Abstract: In this talk, I will present some recent results on the bilinear control of some partial differential equations. Our geometric technique, based on "Lie bracket" arguments and actions of diffeomorphisms groups on densities, permit to give new information on (and in some cases completely characterize) the minimum time needed for global approximate controllability. We shall focus on Schrödinger and wave equations posed on tori or euclidean spaces, but such techniques actually apply to many other PDE systems posed on a general manifold with bilinear or linear structure in the control such as heat equation, transport equations along Hamiltonian fields, spin-coupled Schrödinger equations, and also transport equations appearing in deep learning architectures. A common hypothesis we made on those systems, is to consider controls supported only on a finite-dimensional subspace.

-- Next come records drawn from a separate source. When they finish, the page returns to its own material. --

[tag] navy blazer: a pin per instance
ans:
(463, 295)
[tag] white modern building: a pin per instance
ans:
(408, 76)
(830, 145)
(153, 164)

In particular, in the talk we will see that (i) for some Schrödinger equations the minimum control time for global L^2-approximate controllability is zero, independently of the initial state of the system, and (ii) for some wave equations the minimum control time for global H^1 x L^2-approximate controllability coincides with the maximum radius of a ball contained in the zero set of the initial state.
The strategy to proof (i) consists in decoupling the control of the Schrödinger equation into the control of two equations: an Hamilton-Jacobi equation for the angular phase, and a Liouville transport equation for the radial density, associated to the wavefunction. Our contribution is the control of the radial density thanks to a link with the control of the group of diffeomorphisms of the underlying torus or euclidean space. Such link is a consequence of a celebrated theorem of Jürgen Moser.
The talk will be based on the article [1] and the preprint [2] in collaboration with Karine Beauchard and Thomas Perrin (École Normale Supérieure de Rennes, France).
[1] Karine Beauchard, Eugenio Pozzoli; Small-time approximate controllability of bilinear Schrödinger equations and diffeomorphisms. Ann. Inst. Henri Poincaré C Anal. Non Linéaire (2025), published online first.
[2] Karine Beauchard, Thomas Perrin, Eugenio Pozzoli; Approximate controllability of a bilinear wave equation and minimum time. (2026) Preprint on arXiv and HAL.